Hendrika from Pretoria, South Africa on December 05, 2014:
This is most interesting. As a Christian I have never doubted that a lot of the stories in Genesis were written as a counter to the other myths. As you say they were adapted to suit the Hebrew religion and as such they hold truths for us. Mostly the idea was to show One almighty God instead of many gods. The stories about Jesus though I do not think are myths as there were witnesses to the events.
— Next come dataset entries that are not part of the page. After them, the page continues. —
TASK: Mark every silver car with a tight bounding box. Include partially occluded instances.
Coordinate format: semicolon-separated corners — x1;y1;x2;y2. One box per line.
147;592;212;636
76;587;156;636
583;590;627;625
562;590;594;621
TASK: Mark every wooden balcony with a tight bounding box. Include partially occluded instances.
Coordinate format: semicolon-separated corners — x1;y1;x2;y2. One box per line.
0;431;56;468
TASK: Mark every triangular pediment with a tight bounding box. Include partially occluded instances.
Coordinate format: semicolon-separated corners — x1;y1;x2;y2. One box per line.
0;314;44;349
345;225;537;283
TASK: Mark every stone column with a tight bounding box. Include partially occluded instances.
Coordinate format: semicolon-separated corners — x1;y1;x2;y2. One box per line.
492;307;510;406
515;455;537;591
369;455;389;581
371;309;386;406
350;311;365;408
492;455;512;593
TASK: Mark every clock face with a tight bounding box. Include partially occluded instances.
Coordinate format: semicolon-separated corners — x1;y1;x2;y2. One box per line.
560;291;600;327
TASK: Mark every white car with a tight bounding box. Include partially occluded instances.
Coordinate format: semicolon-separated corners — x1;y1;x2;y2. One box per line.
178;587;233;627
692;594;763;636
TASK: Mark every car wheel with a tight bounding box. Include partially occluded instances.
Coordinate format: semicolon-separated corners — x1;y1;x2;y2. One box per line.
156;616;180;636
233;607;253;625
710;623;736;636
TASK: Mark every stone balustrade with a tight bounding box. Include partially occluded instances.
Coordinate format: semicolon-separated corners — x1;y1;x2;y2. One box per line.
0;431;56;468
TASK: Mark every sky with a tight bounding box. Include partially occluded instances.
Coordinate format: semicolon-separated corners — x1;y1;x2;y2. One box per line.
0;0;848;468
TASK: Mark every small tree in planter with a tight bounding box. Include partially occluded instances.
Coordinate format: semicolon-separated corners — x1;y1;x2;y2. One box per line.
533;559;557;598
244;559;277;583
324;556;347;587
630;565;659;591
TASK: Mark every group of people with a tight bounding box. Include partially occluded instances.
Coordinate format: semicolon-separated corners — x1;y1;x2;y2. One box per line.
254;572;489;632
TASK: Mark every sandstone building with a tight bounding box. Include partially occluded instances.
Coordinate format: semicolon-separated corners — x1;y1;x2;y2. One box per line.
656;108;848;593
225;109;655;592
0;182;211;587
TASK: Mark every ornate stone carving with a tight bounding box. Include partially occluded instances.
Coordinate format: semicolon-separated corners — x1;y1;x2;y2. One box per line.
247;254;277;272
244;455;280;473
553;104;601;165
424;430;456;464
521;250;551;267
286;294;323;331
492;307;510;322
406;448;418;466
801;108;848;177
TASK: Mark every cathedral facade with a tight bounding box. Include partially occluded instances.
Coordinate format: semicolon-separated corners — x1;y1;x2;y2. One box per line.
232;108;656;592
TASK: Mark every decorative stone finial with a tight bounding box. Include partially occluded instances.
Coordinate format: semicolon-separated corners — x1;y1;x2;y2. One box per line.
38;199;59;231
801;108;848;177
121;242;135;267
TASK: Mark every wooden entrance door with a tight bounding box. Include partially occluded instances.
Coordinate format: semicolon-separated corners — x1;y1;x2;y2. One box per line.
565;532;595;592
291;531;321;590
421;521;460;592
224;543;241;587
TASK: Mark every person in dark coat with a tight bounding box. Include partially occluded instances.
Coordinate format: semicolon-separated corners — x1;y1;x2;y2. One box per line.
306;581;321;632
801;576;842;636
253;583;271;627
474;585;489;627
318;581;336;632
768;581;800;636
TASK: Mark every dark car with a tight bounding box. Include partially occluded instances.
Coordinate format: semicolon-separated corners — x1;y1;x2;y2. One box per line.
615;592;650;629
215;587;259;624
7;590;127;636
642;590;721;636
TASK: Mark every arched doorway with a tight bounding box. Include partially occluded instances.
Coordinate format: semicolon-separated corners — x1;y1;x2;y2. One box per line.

Mel92114 on September 26, 2014:
Such revelations in your work, Thomas! The last paragraph really, really hits home with me as I couldn’t agree more! The similarities and commonalities are striking, indeed. Excellent, excellent work here. I cannot wait to read more of your hubs!
Thomas Swan (author) from New Zealand on December 28, 2012:
Thanks Angie, I appreciate the comment and kind words!
Angie Jardine from Cornwall, land of the eternally youthful mind … on December 28, 2012:
Hi Thomas … many thanks for this fascinating hub.
As is usual with your hubs I found it riveting.
Thomas Swan (author) from New Zealand on December 24, 2012:
Cheers for the comment World Religion! Yes, I’ve researched this quite a bit; glad you found it helpful.
World Religion from the Cosmos on December 23, 2012:
Wow, that was a revelation. Very helpful, indeed. I’ll need to get back to this in the future for reference.